Se já não seria algo trivial, essa investida tende a ser muito mais hercúlea se o governo não se dispuser a fazer política. Não se trata de retomar o desbotado “toma lá, da cá” que o PT corruptamente consagrou. Se enveredasse por esse caminho, Bolsonaro estaria, sim, traindo os 58 milhões de brasileiros que o elegeram. Mas abdicar do corpo a corpo com o Parlamento na tentativa de dissuadi-lo com argumentos sobre a vital importância da reforma é abrir mão de uma das atribuições precípuas de um líder e governante. Negociação política não deve ser confundida com fisiologismo. Nem com corrupção. Nomear pessoas tecnicamente qualificadas, sem que haja sinal verde para saquear os cofres públicos, é natural em qualquer democracia. Nos países democráticos, principalmente no presidencialismo à brasileira, é imperativo sentar-se à mesa com o Congresso. A retrospectiva histórica é pródiga em mostrar o destino de presidentes que deram de ombros ao salutar meio-campo com o Legislativo.
Falta de diálogo
A encrenca hoje é tamanha que até deputados da chamada bancada evangélica – aliados de primeira hora de Bolsonaro – reclamam da falta de diálogo. Na verdade, nem o partido do presidente, o PSL, está satisfeito. O líder do governo na Câmara, major Vitor Hugo (PSL-GO), a quem caberia ajudar o presidente na negociação com o Congresso, é tachado de desastrado e ingênuo. Para piorar, quando o presidente se reúne com integrantes do governo para tentar apagar o incêndio e em seguida um de seus filhos – mais precisamente Carlos Bolsonaro, a quem todos querem comprar um “playstation” para que ele saia da internet, esqueça a senha do perfil do presidente e pare de atrapalhar o País – posta que o principal articulador da reforma no Congresso quer o presidente “fora das redes para chantageá-lo”, ele mesmo acende um barril de pólvora no próprio quintal. “Há muito tempo não vejo este clima de briga de cortiço na política. A continuar assim, e não vejo como mudar, vamos para uma crise terminal”, disse o ex-ministro das Comunicações, Luiz Carlos Mendonça de Barros.

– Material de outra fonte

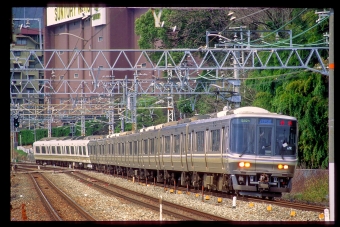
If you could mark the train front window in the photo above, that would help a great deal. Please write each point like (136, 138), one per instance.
(242, 137)
(286, 137)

Em paralelo, ministros da chamada “ala ideológica” da Esplanada sentem-se como cavaleiros templários que vão mudar o Brasil quiçá o mundo. Adotam a deletéria filosofia de terra arrasada ao esgrimir o discurso segundo o qual “se os fatos não me ajudam, pior para os fatos”. No devaneio coletivo do bolsonarismo, como eles supostamente representam “a redenção” da nação em contraposição à tragédia do lulopetismo, obstáculos serão vencidos no Congresso a partir do apoio popular. Se perderem, paciência. “O povo não quis”. Ou “não era a vontade de Deus”. E os brasileiros nas intermináveis filas de desemprego que se lasquem. É como pensam os alunos do eremita da Virgínia, Olavo de Carvalho, hoje impregnados na administração federal a pontificar sobre o nada. Só que enquanto eles tratam o governo como um grande parque de diversões, o comandante que deveria comandar, não comanda. E o País afunda. Basta uma situação limite para reconhecer os muitos Francescos Schettinos em terra firme – aquele sujeito que, ao ver a água invadir o Costa Concórdia (o célebre navio que naufragou na ilha de Giglio, na Itália, em 2012), foge do barco para escapar das responsabilidades que se impõem. Não é isso que se espera de um presidente da República. Vada a bordo, Bolsonaro. Antes que seja tarde.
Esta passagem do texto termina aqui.